I have also been trying to understand why I feel so disconnected from my birth mother. Is it that I just never envisioned a relationship with her? I always wanted to know my birth mother but my fantasy never extended beyond that. Was it that she was prepared to keep me a secret until I sought her out causing her to choose again? Does the disconnect come from the lies she told me about my father to cover up her embarrassment? Or maybe simply, the disconnection is a product of my inability to attach easily to people. I hate that I feel like I am judging her when I know what it feels like to be a birth mother. Some people you meet have an energy in their spirit that if attached to mine I instantly feel the drag on my energy. Unfortunately, that is how I feel about her. It makes me uncomfortable and I wonder if I am uncomfortable with the woman who carried me for nine months and birthed me, who can I feel comfortable with.

 

I will end this blog with the highlight of my month so far. Mother's Day weekend! I had the opportunity to spend time with my youngest son in California. We spent the weekend touring the UCLA campus and having good mother/son conversations. He took me to dinner and broke out his wallet and advised me I could order whatever I wanted. With him living with his father in San Diego, this was the first Mother's Day weekend we shared in a while.

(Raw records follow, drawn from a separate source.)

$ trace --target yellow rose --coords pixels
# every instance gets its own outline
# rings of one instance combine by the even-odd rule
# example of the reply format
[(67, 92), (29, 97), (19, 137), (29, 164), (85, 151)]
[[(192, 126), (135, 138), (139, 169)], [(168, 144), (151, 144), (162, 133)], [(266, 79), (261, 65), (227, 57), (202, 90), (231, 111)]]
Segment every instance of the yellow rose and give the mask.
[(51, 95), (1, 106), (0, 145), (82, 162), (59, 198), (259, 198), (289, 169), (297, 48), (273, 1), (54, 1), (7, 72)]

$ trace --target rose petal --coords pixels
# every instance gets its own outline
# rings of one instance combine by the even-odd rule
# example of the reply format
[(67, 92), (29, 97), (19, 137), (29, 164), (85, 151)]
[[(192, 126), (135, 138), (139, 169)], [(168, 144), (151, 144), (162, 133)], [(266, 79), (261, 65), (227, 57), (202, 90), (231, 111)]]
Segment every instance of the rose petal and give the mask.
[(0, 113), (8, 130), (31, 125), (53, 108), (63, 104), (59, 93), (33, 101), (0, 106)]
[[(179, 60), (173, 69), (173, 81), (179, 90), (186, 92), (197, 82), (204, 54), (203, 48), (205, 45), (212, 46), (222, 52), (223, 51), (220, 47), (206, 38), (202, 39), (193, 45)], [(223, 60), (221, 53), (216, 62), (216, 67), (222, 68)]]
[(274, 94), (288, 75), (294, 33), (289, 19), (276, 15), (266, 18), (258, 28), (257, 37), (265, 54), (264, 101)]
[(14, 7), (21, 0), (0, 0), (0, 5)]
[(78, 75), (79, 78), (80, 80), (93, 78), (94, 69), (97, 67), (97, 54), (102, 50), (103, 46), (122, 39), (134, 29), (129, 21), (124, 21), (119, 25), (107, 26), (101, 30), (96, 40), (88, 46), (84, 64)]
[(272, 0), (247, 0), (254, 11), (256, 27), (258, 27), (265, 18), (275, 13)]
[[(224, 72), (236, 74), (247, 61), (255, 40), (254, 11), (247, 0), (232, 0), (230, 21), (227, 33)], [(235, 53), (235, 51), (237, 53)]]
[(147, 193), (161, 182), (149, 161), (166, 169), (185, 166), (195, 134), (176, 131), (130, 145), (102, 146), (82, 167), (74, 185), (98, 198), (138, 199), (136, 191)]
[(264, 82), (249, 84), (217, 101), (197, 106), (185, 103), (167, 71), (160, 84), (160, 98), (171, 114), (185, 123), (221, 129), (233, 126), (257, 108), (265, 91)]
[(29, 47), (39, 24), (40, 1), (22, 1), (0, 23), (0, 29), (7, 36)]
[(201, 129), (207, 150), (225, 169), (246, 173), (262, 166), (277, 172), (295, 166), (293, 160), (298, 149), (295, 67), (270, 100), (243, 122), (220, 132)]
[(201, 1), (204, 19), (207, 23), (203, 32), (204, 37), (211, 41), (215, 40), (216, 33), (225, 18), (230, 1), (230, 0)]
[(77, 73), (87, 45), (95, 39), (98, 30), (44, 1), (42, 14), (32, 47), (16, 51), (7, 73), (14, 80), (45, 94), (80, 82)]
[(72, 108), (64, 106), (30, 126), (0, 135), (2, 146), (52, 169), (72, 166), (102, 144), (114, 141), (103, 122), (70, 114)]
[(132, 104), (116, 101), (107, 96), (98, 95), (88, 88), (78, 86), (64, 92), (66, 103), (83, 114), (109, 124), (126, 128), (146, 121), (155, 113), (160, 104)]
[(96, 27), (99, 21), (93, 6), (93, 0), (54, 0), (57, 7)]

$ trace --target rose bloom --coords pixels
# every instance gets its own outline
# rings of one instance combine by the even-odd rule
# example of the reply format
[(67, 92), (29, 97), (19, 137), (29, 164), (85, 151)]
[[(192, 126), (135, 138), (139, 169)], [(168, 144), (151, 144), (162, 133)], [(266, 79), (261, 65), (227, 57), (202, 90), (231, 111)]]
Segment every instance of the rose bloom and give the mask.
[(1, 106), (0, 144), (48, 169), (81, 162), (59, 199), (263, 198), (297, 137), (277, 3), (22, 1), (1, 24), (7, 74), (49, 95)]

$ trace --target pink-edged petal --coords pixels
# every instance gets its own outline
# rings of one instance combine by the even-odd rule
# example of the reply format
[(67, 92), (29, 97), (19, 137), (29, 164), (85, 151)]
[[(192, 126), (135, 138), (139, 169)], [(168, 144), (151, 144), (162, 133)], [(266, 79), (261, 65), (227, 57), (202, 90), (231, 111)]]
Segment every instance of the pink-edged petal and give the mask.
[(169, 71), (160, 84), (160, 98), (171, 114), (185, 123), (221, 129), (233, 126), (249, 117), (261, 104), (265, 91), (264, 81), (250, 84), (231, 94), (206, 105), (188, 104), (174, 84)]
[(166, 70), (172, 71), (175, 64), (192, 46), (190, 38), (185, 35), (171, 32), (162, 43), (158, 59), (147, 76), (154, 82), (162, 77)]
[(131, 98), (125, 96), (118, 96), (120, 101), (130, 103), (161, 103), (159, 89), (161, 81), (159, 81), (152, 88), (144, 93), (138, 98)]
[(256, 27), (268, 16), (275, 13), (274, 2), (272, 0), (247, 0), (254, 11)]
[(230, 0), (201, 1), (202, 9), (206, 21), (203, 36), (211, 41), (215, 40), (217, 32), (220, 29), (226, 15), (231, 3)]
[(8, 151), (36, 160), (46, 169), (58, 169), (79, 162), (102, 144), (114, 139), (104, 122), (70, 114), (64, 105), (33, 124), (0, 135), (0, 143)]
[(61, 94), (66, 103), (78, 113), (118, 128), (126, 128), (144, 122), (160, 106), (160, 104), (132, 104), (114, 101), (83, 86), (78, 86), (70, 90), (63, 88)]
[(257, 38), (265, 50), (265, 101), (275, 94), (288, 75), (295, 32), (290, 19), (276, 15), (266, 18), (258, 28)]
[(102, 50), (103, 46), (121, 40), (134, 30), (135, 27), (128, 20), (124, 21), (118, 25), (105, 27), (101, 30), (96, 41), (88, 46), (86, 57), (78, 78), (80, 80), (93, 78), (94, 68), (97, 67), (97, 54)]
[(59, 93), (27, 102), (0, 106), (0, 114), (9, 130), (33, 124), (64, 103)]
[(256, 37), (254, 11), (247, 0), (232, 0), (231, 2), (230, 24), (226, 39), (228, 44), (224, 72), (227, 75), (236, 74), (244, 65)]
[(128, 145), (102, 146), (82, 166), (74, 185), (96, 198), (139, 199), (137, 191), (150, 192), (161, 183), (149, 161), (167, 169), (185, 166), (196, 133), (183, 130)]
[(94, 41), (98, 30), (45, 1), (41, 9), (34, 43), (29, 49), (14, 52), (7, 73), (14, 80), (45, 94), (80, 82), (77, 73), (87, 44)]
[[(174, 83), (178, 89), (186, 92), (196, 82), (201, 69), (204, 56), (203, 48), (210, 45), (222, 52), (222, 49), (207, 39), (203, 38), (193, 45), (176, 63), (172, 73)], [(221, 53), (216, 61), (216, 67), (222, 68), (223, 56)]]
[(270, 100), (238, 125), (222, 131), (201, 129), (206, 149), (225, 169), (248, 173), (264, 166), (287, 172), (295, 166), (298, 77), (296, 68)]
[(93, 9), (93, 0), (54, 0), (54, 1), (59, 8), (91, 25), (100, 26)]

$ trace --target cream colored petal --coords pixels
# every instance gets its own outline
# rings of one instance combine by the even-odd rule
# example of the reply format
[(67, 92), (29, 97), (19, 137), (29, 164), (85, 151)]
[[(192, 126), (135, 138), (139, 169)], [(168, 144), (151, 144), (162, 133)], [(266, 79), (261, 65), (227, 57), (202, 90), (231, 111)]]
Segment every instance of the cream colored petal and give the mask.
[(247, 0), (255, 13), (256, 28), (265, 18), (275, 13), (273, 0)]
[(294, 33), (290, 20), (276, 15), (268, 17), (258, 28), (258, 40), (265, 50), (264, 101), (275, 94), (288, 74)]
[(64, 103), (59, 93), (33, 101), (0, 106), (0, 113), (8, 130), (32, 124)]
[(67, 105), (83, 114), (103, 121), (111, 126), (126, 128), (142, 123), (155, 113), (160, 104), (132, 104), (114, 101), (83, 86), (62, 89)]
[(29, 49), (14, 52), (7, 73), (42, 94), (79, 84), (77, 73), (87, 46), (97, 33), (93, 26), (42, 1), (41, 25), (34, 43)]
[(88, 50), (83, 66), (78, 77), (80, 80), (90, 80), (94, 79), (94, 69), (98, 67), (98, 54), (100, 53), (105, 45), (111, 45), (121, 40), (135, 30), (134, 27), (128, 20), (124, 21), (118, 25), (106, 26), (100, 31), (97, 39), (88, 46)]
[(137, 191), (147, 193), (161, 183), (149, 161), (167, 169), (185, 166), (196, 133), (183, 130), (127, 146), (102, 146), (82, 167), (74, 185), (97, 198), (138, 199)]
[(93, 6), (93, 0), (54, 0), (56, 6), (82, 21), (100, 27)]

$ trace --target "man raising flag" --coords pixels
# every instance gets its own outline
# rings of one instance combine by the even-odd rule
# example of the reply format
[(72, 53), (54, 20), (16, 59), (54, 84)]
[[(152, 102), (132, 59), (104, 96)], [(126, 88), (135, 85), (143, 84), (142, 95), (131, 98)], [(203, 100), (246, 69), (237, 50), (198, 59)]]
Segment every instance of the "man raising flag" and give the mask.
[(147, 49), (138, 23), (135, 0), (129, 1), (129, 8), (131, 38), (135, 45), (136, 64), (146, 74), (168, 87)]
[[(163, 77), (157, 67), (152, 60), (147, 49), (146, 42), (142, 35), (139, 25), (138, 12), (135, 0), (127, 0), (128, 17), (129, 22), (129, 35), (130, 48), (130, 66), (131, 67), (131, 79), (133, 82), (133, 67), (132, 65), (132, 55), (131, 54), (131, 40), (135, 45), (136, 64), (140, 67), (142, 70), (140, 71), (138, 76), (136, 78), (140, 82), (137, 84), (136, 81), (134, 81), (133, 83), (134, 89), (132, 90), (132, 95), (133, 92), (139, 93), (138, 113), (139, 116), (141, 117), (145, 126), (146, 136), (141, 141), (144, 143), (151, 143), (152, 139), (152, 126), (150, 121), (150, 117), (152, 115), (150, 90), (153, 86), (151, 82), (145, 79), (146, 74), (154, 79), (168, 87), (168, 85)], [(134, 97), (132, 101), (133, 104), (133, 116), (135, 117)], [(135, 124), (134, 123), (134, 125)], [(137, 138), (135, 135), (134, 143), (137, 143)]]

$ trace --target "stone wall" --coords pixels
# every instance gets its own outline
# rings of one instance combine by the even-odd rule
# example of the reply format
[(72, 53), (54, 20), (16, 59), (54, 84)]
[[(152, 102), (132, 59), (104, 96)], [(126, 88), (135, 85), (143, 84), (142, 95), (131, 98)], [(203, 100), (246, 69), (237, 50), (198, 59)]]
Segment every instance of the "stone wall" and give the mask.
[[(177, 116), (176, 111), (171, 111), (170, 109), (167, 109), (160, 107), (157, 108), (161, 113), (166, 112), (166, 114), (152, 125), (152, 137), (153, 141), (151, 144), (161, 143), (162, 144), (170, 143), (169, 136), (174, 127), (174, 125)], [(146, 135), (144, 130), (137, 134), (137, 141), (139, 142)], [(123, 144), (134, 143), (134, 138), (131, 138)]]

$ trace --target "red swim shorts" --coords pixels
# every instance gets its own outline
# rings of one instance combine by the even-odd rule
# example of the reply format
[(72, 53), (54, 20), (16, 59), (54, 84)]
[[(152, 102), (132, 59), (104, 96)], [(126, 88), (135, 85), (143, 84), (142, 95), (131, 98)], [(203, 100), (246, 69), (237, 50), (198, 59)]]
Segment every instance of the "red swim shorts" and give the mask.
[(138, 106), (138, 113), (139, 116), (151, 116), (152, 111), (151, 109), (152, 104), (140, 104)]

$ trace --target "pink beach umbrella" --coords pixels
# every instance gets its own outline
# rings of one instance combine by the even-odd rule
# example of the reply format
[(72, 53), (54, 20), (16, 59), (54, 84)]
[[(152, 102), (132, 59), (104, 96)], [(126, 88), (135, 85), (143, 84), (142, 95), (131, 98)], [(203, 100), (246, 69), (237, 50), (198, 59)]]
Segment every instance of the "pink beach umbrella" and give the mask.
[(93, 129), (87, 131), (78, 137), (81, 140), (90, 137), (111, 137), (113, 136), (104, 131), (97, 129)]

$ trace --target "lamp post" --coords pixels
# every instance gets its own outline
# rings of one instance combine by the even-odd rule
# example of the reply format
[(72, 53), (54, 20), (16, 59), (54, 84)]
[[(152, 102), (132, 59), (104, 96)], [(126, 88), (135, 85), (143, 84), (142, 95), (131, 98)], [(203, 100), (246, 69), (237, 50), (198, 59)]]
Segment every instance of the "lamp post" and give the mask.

On Mother's Day as soon as my plane landed, my daughter informed me that I would have 20 minutes once she picked me up and we arrived home to change and be ready for dinner. I was tired and would have been happy with getting some food to go but she was committed to taking me out. As we waited in line at the restaurant debating if we wanted to wait an hour for a table, M, walked in surprising me. I did not know my oldest son was in town.

Needless to say standing there in that moment with my oldest son, and my daughter, after spending the previous days with my youngest son was the absolute best gift I could ask for.

Late May Update- The time has come for the sand holder to be dumped, the residue, the vows, the memories released, from a relationship that could not flourish under the weight of me uncovering pieces of who I am.